Shall we get our aprons on?
More Vegan Recipes
Here is a fabulous collection from my friends at the Foodies+ community on Facebook:
- Afghani Tamarind Potatoes
- Vegan Cucumber Raita
- Mock Asian Hotpot
- Tuvar and Capsicum Masala
- Chocolate Sesame Fudge
- Black Til Laddoo
More Chinese Recipes on LinsFood
♥ If you like the recipe, don’t forget to leave me a comment and that all important, 5-star rating! 😉 Xièxie! ♥
And if you make the recipe, share it on any platform and tag me @azlinbloor.
Vegan Mapo Tofu
- chopping board and knife
- spoons, spatula and bowls
- a wok or deep frying pan
- 1 Tbsp Sichuan peppercorns
- 300 g silken tofu (use firm tofu, if you prefer)

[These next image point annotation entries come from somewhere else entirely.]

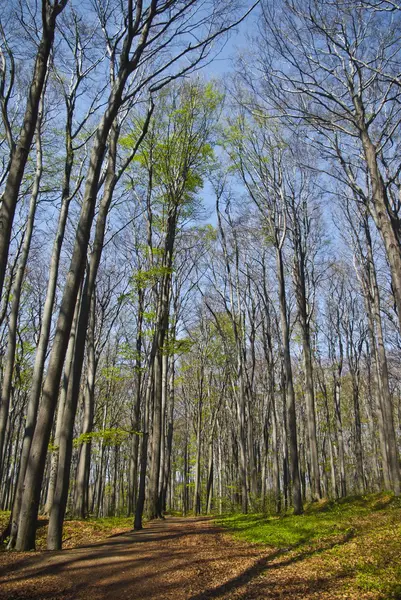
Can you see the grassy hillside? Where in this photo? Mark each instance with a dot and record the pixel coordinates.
(354, 542)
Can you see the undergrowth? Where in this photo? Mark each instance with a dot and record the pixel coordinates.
(356, 539)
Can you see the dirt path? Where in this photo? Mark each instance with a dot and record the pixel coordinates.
(180, 559)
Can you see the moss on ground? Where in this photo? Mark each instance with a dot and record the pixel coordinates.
(355, 540)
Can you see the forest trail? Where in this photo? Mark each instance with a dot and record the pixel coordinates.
(180, 559)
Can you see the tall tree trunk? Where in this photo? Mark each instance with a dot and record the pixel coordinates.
(292, 423)
(81, 505)
(8, 368)
(21, 150)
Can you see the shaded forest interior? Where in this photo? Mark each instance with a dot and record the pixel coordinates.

- 200 g shiitake (or mushroom of your choice)
- 2 medium cloves garlic
- 5 cm ginger
- 2 spring onions (scallions)
- 2 Tbsp doubanjiang (Sichuan broad bean paste)
- 1 Tbsp Shaoxing wine (¼ tsp regular vinegar for alcohol free)
- 125 ml water (double, if you want more sauce, but remember to check seasoning and add salt, if you need it)
- 1 tsp cornflour (cornstarch in the US)
- 1 Tbsp water to mix with the cornflour above
- 2.5 cm ginger
- 1 tsp toasted sesame oil
- 1 tsp light soy sauce
- ½ tsp Shaoxing wine (⅛ tsp regular vinegar for alcohol free)
Simple Chinese Chilli Oil
- 4 Tbsp vegetable or peanut oil
- 3 dried red chillies, non smoked
- ¼ tsp red chilli flakes, non smoked
- 10 Sichuan peppercorns
Make the easy Sichuan Chilli Oil
- Dry toast all the Sichuan peppercorns in a wok or frying pan for 1 minute on low heat, then transfer to a small mortar (pestle and mortar, the bowl).
- Heat the oil in the same wok or frying pan over medium-high heat and fry the dried chillies for one minute.
- Transfer the oil and chillies into a medium sized heatproof bowl and add the chilli flakes and roughly about 10 of the toasted Sichuan peppercorns (about ¼ tsp). Leave to infuse while you get everything else ready.
Marinate the Tofu
- Cut up the tofu into cubes measuring about 2.5cm/1″. If you are using silken tofu as the traditional recipe calls for, it is going to be prone to breaking up, so be gentle. It's probably going to come apart in 2-3 pieces as you are getting it our of the packaging. Don't worry too much about it. Cut it in cubes as much as possible.Place the tofu cubes into a wide, flat bowl or plate. Piling the cubes on top of each other will only encourage them to break up easily from the weight.
- Grate the ginger and place in a small bowl.
- Add the sesame oil, soy sauce and Shaoxing wine to the bowl and stir to mix well.
- Pour this marinade all over the tofu cubes. Then gently, just shake the plate slightly to allow the marinade to cover as much of the tofu as possible. Leave aside while you get the other ingredients ready.
Other Prep Work
- Lightly crush the sichuan peppercorns with a pestle and mortar.
- Slice your shiitake and set aside.
- Finely chop your garlic and ginger. Slice the spring onions into about 1cm (½") lengths. Then separate the green and white parts. We cook the white, and use the green as garnish.
- Heat the 2 Tbsp of vegetable oil in a wok or large, deep frying pan on medium heat and fry the sichuan peppercorns, the garlic, ginger and white sliced spring onions (scallions) for 30 seconds.
- Increase the heat to medium-high and add the shiitake, frying for about 1 minute.
- Add the doubanjiang and wine and stir to mix.
- Add the water, stir and bring back to simmering point.
- Stir the cornflour and water and drizzle this into the wok, stirring, while doing so. Cook for 30 seconds, to allow the sauce to thicken.
- Add the tofu cubes, and VERY carefully stir the tofu and the sauce, being careful to break up as little of the tofu as possible. But don’t fret too much, if it’s your first time. Let the tofu cook for 3 minutes.
- While the tofu is cooking, strain the chilli oil you made earlier into a clean cup or bowl. Drizzle some of the chilli oil all over, however much or however little you like. I usually use 2 Tbsp of it and keep the other 2 Tbsp, covered, in the fridge, to use later. It'll keep for a week. (Image shows a previous Sichuan oil, with chilli powder, recipe for that here).
- Take off heat, scatter the green spring onions (scallions) all over and serve immediately.